Progress along the lines established by the Five Point Consensus is doubtful, and the nine ASEAN members must urgently review and reassess their approach to dealing with the Myanmar crisis.

First of all, they should realise that the junta is neither a legitimate nor a rational actor to hold a meaningful dialogue with. ASEAN member states should coordinate to apply as much pressure as possible on Min Aung Hlaing’s regime, enforcing sanctions against the generals and their cronies, banning them from visiting their countries, and withholding any recognition. If necessary, ASEAN should suspend Myanmar’s membership in the group.
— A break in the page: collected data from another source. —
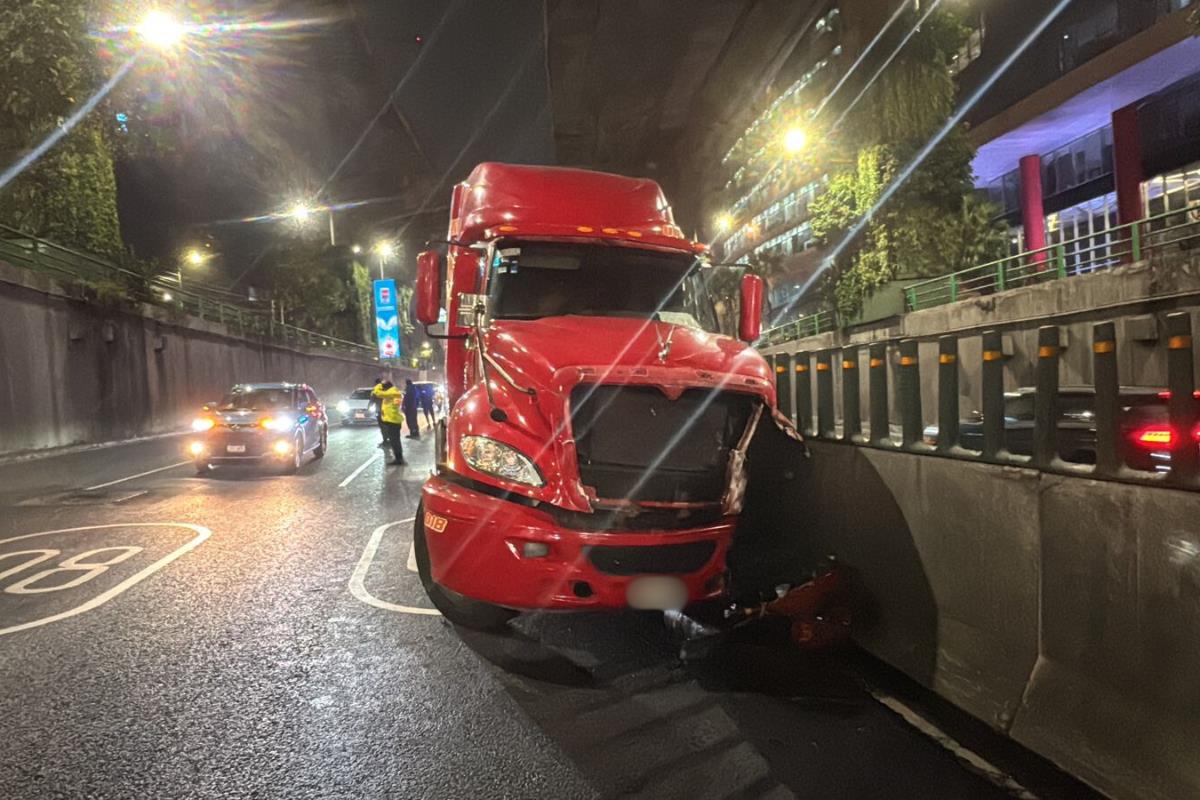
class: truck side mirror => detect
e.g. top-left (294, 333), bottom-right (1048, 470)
top-left (415, 250), bottom-right (442, 325)
top-left (738, 274), bottom-right (764, 343)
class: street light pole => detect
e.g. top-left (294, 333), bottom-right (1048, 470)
top-left (328, 211), bottom-right (337, 246)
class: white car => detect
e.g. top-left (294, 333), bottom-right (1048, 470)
top-left (336, 387), bottom-right (378, 426)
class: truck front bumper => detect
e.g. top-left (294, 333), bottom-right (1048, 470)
top-left (421, 477), bottom-right (734, 610)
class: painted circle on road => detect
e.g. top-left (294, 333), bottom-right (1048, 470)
top-left (0, 523), bottom-right (211, 637)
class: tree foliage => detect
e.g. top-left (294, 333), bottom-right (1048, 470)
top-left (0, 1), bottom-right (124, 255)
top-left (808, 9), bottom-right (1007, 319)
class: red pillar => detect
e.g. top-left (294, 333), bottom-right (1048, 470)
top-left (1112, 103), bottom-right (1144, 225)
top-left (1019, 154), bottom-right (1047, 267)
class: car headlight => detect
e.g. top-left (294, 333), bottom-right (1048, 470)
top-left (191, 417), bottom-right (215, 432)
top-left (460, 435), bottom-right (543, 487)
top-left (337, 400), bottom-right (351, 414)
top-left (259, 415), bottom-right (294, 432)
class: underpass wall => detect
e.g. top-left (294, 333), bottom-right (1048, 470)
top-left (0, 263), bottom-right (403, 456)
top-left (794, 440), bottom-right (1200, 800)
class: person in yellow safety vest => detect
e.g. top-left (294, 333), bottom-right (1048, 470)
top-left (372, 380), bottom-right (406, 465)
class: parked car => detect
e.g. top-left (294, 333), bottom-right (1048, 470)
top-left (336, 387), bottom-right (378, 426)
top-left (188, 382), bottom-right (328, 474)
top-left (923, 386), bottom-right (1199, 471)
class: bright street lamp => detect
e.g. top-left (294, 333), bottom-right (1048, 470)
top-left (783, 127), bottom-right (808, 155)
top-left (185, 249), bottom-right (206, 267)
top-left (289, 202), bottom-right (314, 222)
top-left (351, 244), bottom-right (362, 254)
top-left (373, 241), bottom-right (397, 279)
top-left (714, 212), bottom-right (734, 234)
top-left (136, 10), bottom-right (187, 50)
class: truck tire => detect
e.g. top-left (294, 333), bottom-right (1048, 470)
top-left (413, 504), bottom-right (516, 632)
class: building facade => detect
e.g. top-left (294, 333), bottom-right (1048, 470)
top-left (709, 0), bottom-right (1199, 324)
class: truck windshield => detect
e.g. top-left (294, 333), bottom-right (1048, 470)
top-left (486, 242), bottom-right (718, 332)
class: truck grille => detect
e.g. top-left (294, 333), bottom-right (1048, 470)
top-left (586, 541), bottom-right (717, 575)
top-left (569, 385), bottom-right (756, 504)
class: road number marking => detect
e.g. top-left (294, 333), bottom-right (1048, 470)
top-left (0, 523), bottom-right (211, 637)
top-left (348, 518), bottom-right (440, 616)
top-left (0, 549), bottom-right (60, 582)
top-left (5, 547), bottom-right (143, 595)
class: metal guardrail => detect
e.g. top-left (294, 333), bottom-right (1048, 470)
top-left (759, 204), bottom-right (1200, 347)
top-left (771, 311), bottom-right (1200, 492)
top-left (761, 308), bottom-right (836, 345)
top-left (0, 224), bottom-right (377, 359)
top-left (905, 203), bottom-right (1200, 312)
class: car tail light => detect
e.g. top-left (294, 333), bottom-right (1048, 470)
top-left (1155, 390), bottom-right (1200, 400)
top-left (1131, 423), bottom-right (1200, 449)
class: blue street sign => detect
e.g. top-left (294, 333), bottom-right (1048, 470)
top-left (373, 279), bottom-right (401, 360)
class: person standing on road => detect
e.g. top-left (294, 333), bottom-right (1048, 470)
top-left (420, 383), bottom-right (435, 428)
top-left (372, 380), bottom-right (405, 465)
top-left (402, 378), bottom-right (421, 440)
top-left (372, 376), bottom-right (387, 450)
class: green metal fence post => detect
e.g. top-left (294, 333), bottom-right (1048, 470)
top-left (1165, 312), bottom-right (1198, 485)
top-left (816, 350), bottom-right (835, 439)
top-left (949, 274), bottom-right (959, 303)
top-left (996, 260), bottom-right (1006, 292)
top-left (868, 342), bottom-right (890, 446)
top-left (1055, 244), bottom-right (1068, 279)
top-left (775, 353), bottom-right (795, 422)
top-left (981, 330), bottom-right (1005, 460)
top-left (795, 352), bottom-right (813, 437)
top-left (841, 347), bottom-right (862, 441)
top-left (1033, 326), bottom-right (1061, 469)
top-left (936, 335), bottom-right (959, 453)
top-left (1092, 322), bottom-right (1120, 478)
top-left (905, 286), bottom-right (916, 311)
top-left (898, 339), bottom-right (923, 451)
top-left (1130, 222), bottom-right (1142, 262)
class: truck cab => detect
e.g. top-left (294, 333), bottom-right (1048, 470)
top-left (411, 163), bottom-right (775, 629)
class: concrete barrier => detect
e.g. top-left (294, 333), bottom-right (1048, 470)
top-left (0, 261), bottom-right (410, 456)
top-left (770, 440), bottom-right (1200, 800)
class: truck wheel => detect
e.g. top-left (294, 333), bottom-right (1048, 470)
top-left (314, 427), bottom-right (327, 459)
top-left (413, 505), bottom-right (516, 632)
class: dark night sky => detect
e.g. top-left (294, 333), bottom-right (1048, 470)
top-left (115, 0), bottom-right (554, 288)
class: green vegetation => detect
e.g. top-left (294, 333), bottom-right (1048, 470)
top-left (0, 1), bottom-right (124, 256)
top-left (807, 9), bottom-right (1007, 319)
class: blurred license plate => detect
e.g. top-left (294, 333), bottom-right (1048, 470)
top-left (354, 411), bottom-right (366, 418)
top-left (226, 445), bottom-right (246, 453)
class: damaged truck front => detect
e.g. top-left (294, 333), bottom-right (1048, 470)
top-left (410, 162), bottom-right (806, 630)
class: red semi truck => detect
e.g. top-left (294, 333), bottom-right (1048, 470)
top-left (411, 162), bottom-right (790, 629)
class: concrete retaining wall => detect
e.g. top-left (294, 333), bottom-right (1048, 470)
top-left (790, 440), bottom-right (1200, 800)
top-left (0, 262), bottom-right (407, 456)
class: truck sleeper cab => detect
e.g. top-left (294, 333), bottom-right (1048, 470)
top-left (411, 163), bottom-right (775, 630)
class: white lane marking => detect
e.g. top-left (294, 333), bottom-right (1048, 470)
top-left (84, 461), bottom-right (190, 491)
top-left (870, 691), bottom-right (1039, 800)
top-left (348, 518), bottom-right (440, 616)
top-left (339, 452), bottom-right (382, 488)
top-left (406, 541), bottom-right (418, 573)
top-left (0, 523), bottom-right (212, 637)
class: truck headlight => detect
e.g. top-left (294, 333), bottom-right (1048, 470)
top-left (460, 436), bottom-right (543, 487)
top-left (336, 400), bottom-right (351, 414)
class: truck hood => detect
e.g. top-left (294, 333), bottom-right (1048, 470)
top-left (485, 316), bottom-right (772, 397)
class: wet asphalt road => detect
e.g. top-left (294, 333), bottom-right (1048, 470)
top-left (0, 426), bottom-right (1098, 799)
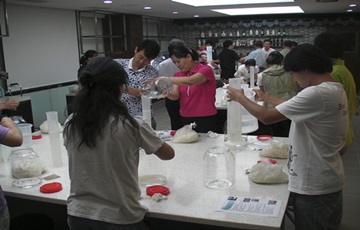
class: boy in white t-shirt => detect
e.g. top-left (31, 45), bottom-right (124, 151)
top-left (227, 44), bottom-right (348, 230)
top-left (234, 59), bottom-right (259, 84)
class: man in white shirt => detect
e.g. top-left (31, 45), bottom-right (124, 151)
top-left (227, 44), bottom-right (347, 230)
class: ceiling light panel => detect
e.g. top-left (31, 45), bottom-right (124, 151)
top-left (212, 6), bottom-right (304, 15)
top-left (172, 0), bottom-right (294, 7)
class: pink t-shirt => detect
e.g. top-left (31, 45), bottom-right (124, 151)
top-left (174, 62), bottom-right (217, 117)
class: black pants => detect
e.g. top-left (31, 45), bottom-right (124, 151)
top-left (165, 98), bottom-right (183, 130)
top-left (181, 114), bottom-right (217, 133)
top-left (248, 119), bottom-right (291, 137)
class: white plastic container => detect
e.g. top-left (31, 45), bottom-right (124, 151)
top-left (241, 89), bottom-right (259, 134)
top-left (226, 79), bottom-right (258, 148)
top-left (16, 123), bottom-right (33, 147)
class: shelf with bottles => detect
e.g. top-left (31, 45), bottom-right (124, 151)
top-left (196, 36), bottom-right (301, 48)
top-left (198, 28), bottom-right (302, 38)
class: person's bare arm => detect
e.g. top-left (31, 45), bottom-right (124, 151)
top-left (0, 99), bottom-right (20, 110)
top-left (166, 73), bottom-right (208, 86)
top-left (227, 87), bottom-right (287, 125)
top-left (154, 142), bottom-right (175, 160)
top-left (0, 117), bottom-right (23, 147)
top-left (253, 89), bottom-right (286, 107)
top-left (125, 87), bottom-right (141, 97)
top-left (167, 84), bottom-right (180, 100)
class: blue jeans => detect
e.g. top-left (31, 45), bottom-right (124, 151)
top-left (290, 190), bottom-right (342, 230)
top-left (0, 206), bottom-right (10, 230)
top-left (68, 215), bottom-right (144, 230)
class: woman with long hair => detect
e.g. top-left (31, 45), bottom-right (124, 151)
top-left (64, 57), bottom-right (174, 230)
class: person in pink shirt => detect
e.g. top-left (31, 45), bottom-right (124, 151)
top-left (162, 45), bottom-right (217, 133)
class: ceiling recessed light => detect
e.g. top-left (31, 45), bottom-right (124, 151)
top-left (349, 4), bottom-right (356, 7)
top-left (347, 9), bottom-right (353, 12)
top-left (104, 0), bottom-right (112, 3)
top-left (194, 15), bottom-right (200, 17)
top-left (212, 6), bottom-right (304, 15)
top-left (172, 0), bottom-right (294, 7)
top-left (144, 6), bottom-right (152, 10)
top-left (172, 12), bottom-right (179, 14)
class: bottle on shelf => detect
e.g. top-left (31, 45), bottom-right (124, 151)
top-left (249, 29), bottom-right (253, 36)
top-left (200, 31), bottom-right (205, 38)
top-left (198, 39), bottom-right (202, 48)
top-left (260, 29), bottom-right (264, 36)
top-left (236, 30), bottom-right (240, 37)
top-left (208, 31), bottom-right (212, 37)
top-left (255, 29), bottom-right (259, 36)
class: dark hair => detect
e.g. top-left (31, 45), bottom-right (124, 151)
top-left (169, 45), bottom-right (199, 61)
top-left (263, 39), bottom-right (272, 44)
top-left (64, 57), bottom-right (139, 149)
top-left (168, 39), bottom-right (186, 53)
top-left (223, 40), bottom-right (233, 48)
top-left (266, 51), bottom-right (284, 65)
top-left (284, 44), bottom-right (333, 74)
top-left (205, 39), bottom-right (215, 46)
top-left (136, 39), bottom-right (161, 60)
top-left (283, 40), bottom-right (293, 47)
top-left (254, 40), bottom-right (263, 48)
top-left (79, 50), bottom-right (98, 65)
top-left (314, 32), bottom-right (344, 59)
top-left (244, 59), bottom-right (256, 66)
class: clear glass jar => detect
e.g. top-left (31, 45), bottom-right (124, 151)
top-left (8, 147), bottom-right (44, 189)
top-left (139, 78), bottom-right (172, 99)
top-left (8, 147), bottom-right (42, 179)
top-left (203, 146), bottom-right (235, 189)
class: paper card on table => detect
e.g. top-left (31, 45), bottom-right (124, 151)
top-left (42, 174), bottom-right (60, 181)
top-left (216, 195), bottom-right (282, 217)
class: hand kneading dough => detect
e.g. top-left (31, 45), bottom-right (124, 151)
top-left (259, 140), bottom-right (289, 159)
top-left (249, 162), bottom-right (288, 184)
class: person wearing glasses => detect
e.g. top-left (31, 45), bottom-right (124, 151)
top-left (114, 39), bottom-right (161, 129)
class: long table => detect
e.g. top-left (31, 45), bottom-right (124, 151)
top-left (0, 133), bottom-right (290, 230)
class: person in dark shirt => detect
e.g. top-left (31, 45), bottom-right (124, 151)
top-left (218, 40), bottom-right (240, 83)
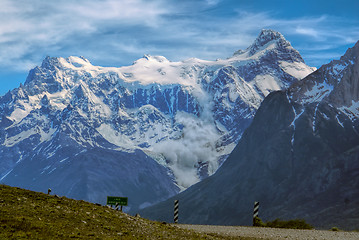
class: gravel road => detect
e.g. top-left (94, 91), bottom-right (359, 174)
top-left (175, 224), bottom-right (359, 240)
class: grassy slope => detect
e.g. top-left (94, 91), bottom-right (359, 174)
top-left (0, 184), bottom-right (256, 239)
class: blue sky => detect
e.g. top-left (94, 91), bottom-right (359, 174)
top-left (0, 0), bottom-right (358, 96)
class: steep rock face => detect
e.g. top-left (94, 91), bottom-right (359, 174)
top-left (0, 30), bottom-right (314, 210)
top-left (140, 41), bottom-right (359, 230)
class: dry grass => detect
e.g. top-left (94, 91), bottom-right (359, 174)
top-left (0, 184), bottom-right (252, 239)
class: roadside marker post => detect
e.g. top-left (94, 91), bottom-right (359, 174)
top-left (253, 201), bottom-right (259, 226)
top-left (174, 200), bottom-right (179, 224)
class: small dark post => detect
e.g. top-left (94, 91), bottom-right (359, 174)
top-left (47, 188), bottom-right (51, 194)
top-left (174, 200), bottom-right (179, 224)
top-left (253, 201), bottom-right (259, 226)
top-left (115, 203), bottom-right (123, 212)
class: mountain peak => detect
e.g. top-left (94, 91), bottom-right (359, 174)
top-left (340, 40), bottom-right (359, 63)
top-left (247, 29), bottom-right (290, 56)
top-left (232, 29), bottom-right (303, 63)
top-left (40, 56), bottom-right (61, 69)
top-left (258, 29), bottom-right (285, 42)
top-left (143, 54), bottom-right (169, 62)
top-left (131, 54), bottom-right (170, 66)
top-left (40, 56), bottom-right (93, 70)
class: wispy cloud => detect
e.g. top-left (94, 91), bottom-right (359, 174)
top-left (205, 0), bottom-right (222, 6)
top-left (0, 0), bottom-right (172, 70)
top-left (0, 0), bottom-right (358, 76)
top-left (66, 0), bottom-right (170, 26)
top-left (295, 27), bottom-right (320, 38)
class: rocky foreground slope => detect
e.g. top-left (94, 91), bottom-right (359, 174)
top-left (2, 184), bottom-right (358, 240)
top-left (0, 184), bottom-right (234, 239)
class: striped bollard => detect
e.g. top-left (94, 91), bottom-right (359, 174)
top-left (174, 200), bottom-right (179, 224)
top-left (115, 202), bottom-right (123, 212)
top-left (253, 201), bottom-right (259, 226)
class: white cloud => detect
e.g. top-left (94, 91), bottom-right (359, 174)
top-left (205, 0), bottom-right (221, 6)
top-left (295, 27), bottom-right (320, 38)
top-left (65, 0), bottom-right (169, 26)
top-left (0, 0), bottom-right (172, 70)
top-left (152, 111), bottom-right (222, 189)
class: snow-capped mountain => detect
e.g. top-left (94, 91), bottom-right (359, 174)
top-left (140, 40), bottom-right (359, 229)
top-left (0, 30), bottom-right (314, 210)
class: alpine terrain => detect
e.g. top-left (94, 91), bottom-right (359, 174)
top-left (140, 40), bottom-right (359, 230)
top-left (0, 30), bottom-right (314, 211)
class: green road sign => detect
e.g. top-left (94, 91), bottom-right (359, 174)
top-left (107, 196), bottom-right (128, 206)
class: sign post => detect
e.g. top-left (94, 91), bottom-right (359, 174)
top-left (107, 196), bottom-right (128, 211)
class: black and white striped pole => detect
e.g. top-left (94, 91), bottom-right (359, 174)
top-left (115, 203), bottom-right (120, 211)
top-left (174, 200), bottom-right (179, 224)
top-left (253, 201), bottom-right (259, 226)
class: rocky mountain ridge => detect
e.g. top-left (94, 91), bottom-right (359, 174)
top-left (139, 40), bottom-right (359, 229)
top-left (0, 29), bottom-right (314, 210)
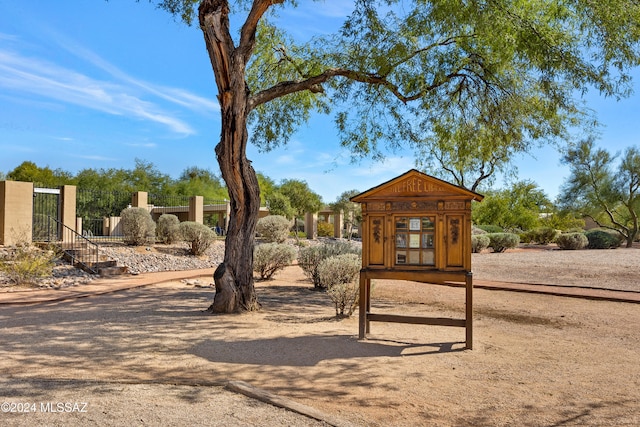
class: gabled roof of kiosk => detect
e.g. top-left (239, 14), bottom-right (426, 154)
top-left (350, 169), bottom-right (484, 202)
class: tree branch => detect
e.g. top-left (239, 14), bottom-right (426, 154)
top-left (249, 66), bottom-right (462, 109)
top-left (199, 1), bottom-right (234, 96)
top-left (238, 0), bottom-right (284, 64)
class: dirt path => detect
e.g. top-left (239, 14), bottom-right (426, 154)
top-left (1, 257), bottom-right (639, 426)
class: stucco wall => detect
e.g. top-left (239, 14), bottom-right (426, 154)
top-left (0, 181), bottom-right (34, 245)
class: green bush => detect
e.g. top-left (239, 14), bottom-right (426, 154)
top-left (487, 233), bottom-right (520, 253)
top-left (555, 232), bottom-right (588, 250)
top-left (290, 230), bottom-right (307, 239)
top-left (564, 227), bottom-right (586, 234)
top-left (519, 230), bottom-right (534, 244)
top-left (0, 244), bottom-right (56, 285)
top-left (179, 221), bottom-right (216, 255)
top-left (256, 215), bottom-right (291, 243)
top-left (476, 224), bottom-right (503, 234)
top-left (121, 207), bottom-right (156, 246)
top-left (471, 234), bottom-right (491, 253)
top-left (253, 243), bottom-right (296, 280)
top-left (472, 226), bottom-right (488, 235)
top-left (527, 227), bottom-right (559, 245)
top-left (156, 214), bottom-right (181, 244)
top-left (585, 229), bottom-right (623, 249)
top-left (317, 254), bottom-right (361, 317)
top-left (317, 221), bottom-right (334, 237)
top-left (298, 241), bottom-right (362, 288)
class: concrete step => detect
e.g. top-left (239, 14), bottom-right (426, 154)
top-left (91, 260), bottom-right (118, 269)
top-left (98, 266), bottom-right (129, 277)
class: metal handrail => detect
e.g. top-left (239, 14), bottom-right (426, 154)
top-left (47, 216), bottom-right (99, 274)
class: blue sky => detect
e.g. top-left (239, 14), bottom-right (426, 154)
top-left (1, 1), bottom-right (639, 203)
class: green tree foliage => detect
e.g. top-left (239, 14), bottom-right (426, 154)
top-left (256, 172), bottom-right (277, 204)
top-left (7, 161), bottom-right (75, 187)
top-left (278, 179), bottom-right (323, 240)
top-left (174, 166), bottom-right (228, 201)
top-left (472, 181), bottom-right (552, 231)
top-left (265, 191), bottom-right (295, 219)
top-left (154, 0), bottom-right (640, 313)
top-left (415, 104), bottom-right (549, 192)
top-left (129, 159), bottom-right (174, 194)
top-left (559, 138), bottom-right (640, 247)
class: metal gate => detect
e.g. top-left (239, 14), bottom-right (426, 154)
top-left (32, 187), bottom-right (60, 242)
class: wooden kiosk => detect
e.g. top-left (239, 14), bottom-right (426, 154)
top-left (350, 170), bottom-right (484, 349)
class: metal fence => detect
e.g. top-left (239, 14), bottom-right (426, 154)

On the other hand, ASEAN should engage with the pro-democracy forces and recognise the National Unity Government (NUG) as the legitimate authority in the country, welcoming their representatives in various capital cities of ASEAN member states.

A protester holds up a poster featuring Aung San Suu Kyi
A protester holds up a poster featuring Aung San Suu Kyi during a demonstration against the military coup in front of the Central Bank of Myanmar in Yangon, on February 15, 2021. (Photo: AFP)

ASEAN can no longer rely on a rotating Special Envoy. It should consider appointing a full-time and permanent Special Envoy who can work closely with the group of Foreign Ministers and Senior Officials. That would send a message to the Myanmar generals that they now have to deal with the group of Foreign Ministers as a whole, and that the Special Envoy counts with the full backing of all ASEAN governments, not just the rotatory Chair. The Special Envoy could be tasked with the overall coordination with both the military authority and the opposition side. In addition, he or she could also work with UN agencies to monitor the situation and developments on the ground.

A renewed collective effort on the part of ASEAN Foreign Ministers would also send a message to both China and Russia that their backing of the junta will definitely affect the future of their relations with ASEAN. It will also provide impetus for democratic countries to come out and work closely and earnestly with ASEAN to push Myanmar’s military back to the barracks.

We have to recognise that ASEAN is made up of ten member states with different political systems, and it is very difficult for one member state to lecture or reprimand other members about which political system is better. But all can agree on that, whatever system they have, they should not move backwards. In this sense, ASEAN has an obligation to help Myanmar to return to a path to democracy.

Kasit Piromya was Foreign Minister of Thailand from 2008-2011. He has served as an Ambassador to a number of countries such as Russia, Malaysia, Indonesia, Japan, Germany, and the United States.